MKE, kullanmadığı 40 ton kadar metal parayı açık artırmayla satışa çıkardı. İzmir'deki bir hurda fabrikasının satın aldığı bozukların son adresi de ANAP eski milletvekili Gürbüz Şakranlı'nın sahibi olduğu Manisa Çelik Döküm Fabrikası oldu. 1970-1980 yılları arasında basılan bu metal paralar, 1700 derece sıcaklıkta eritiliyor. Çöp yakma fırınlarında ızgara olarak kullanılmak üzere Fransa'ya ihraç ediliyor.
FABRİKAYI ALIRDI
İşçiler el arabalarıyla paraları 1700 derece sıcaklığa taşırken fabrika sahibi Gürbüz Şakranlı, ilkokuldayken haftalık harçlığının 25 kuruş olduğunu hatırlatıyor. ‘‘20 sene önce olsaydı bu yığın, bu fabrikayı değil tüm Manisa Organize Sanayi'yi satın alırdı.’’ diyor.
Fabrika çalışanları olayı benimsemiş gibi görünseler de birçoğu hatıra olarak yakılmaktan kurtardıkları, birkaç eski metal parayı saklıyorlar.
Evlerine gittiklerinde çocuklarına bir zamanlar harçlıkları olan paraları nasıl ızgara kalıplarına döktüklerini ve avuç avuç erittiklerini anlatıyorlar.
PARA ERİTEN ADAM
Çevresindeki insanların 'kamyon dolusu parayı eritiyorsun' diye takıldıklarını söyleyen Şakranlı, Manisa gibi küçük bir yerde para eritmenin dikkatleri çektiğini belirtiyor. ‘‘Bana parayı eriten adam diyorlar. İlkokul çağlarında 55-60'lı yıllarda, 25 kuruşun çok iş gördüğünü söyleyen Şakranlı, ‘‘Bu paralar 75-80'de de az da olsa değere sahipti. ancak şimdi çıkan bozuk paralara bakıyorum da bırakın 30 seneyi 5 sene dahi dayanamayıp eriyip gidiyor. Fırınlardan önce enflasyon tarafından eritiliyorlar zaten.’’ diyor.

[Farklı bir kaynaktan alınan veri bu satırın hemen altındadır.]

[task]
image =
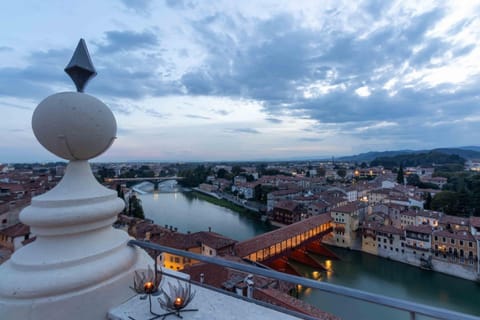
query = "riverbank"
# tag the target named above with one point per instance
(225, 204)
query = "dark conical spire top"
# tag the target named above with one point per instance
(80, 68)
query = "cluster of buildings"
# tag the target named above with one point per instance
(375, 215)
(211, 244)
(17, 187)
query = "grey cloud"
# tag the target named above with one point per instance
(181, 4)
(307, 139)
(139, 6)
(274, 120)
(118, 41)
(194, 116)
(243, 130)
(221, 112)
(156, 114)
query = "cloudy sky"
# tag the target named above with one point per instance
(247, 80)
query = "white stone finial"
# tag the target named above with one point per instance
(79, 266)
(74, 126)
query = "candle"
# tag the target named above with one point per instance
(178, 303)
(148, 286)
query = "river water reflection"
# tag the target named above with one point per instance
(355, 269)
(188, 213)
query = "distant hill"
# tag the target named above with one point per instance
(471, 152)
(426, 159)
(370, 156)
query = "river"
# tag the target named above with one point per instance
(355, 269)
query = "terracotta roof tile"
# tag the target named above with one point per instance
(246, 247)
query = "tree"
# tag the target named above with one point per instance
(342, 172)
(400, 178)
(135, 208)
(427, 205)
(321, 172)
(221, 173)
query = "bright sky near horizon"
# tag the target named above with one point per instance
(249, 80)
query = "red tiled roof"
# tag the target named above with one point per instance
(268, 239)
(460, 235)
(187, 241)
(389, 229)
(286, 205)
(475, 222)
(348, 208)
(426, 229)
(448, 219)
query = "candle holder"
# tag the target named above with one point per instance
(177, 299)
(147, 283)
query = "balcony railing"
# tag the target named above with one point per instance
(412, 308)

Bir gün 100 bin liralıkları da eritebileceklerini söyleyen Şakranlı, 3-5 sene sonra yine bir röpörtaj yapabiliriz' diyor gülerek.
Bozu para nasıl ızgara oluyor?
Paralar endiksiyon ocaklarında eritiliyor ve gerekli alaşımı yapılıyor.
Kum kalıplarının içine dökülüyor.
10-15 dakika gibi çok kısa bir süre karışım donuyor.
Donduktan sonra kalıplardan çıkarılıyor ve çapakları yollukları temizleniyor.
Ardından taşlanıyor.
Son olarak ambalajlanarak ihraça hazır hale getiriliyor.
Kilosu 100 bin lira
GÜRBÜZ Şakranlı metal paraların yüzde 19 oranında krom içeren çelikten yapıldığını analiz ettikten sonra almaya karar vermiş. Çelikte paslanmaya karşı başarılı olan kromun bulunması paralara hurda değerini katmış. Günümüzde hiçbir değeri bulunmayan metal paraları ızgara haline getirerek, yurda döviz sağladığını söyleyen Şakranlı, ‘‘Bu işe duygusal bakmaktan öte ülkeye kazandırdığı dövizle ölçmek gerekir. Ama geçmişi de hatırlayınca bu paralar için kimlerin ne hayaller kurduğunu düşünüyorum’’ diyor. Kilosu 100 bin liraya alınan madeni paralar, ızgara haline getirildikten sonra 800 bin liraya Fransa ve Almanya'ya ihraç ediliyor.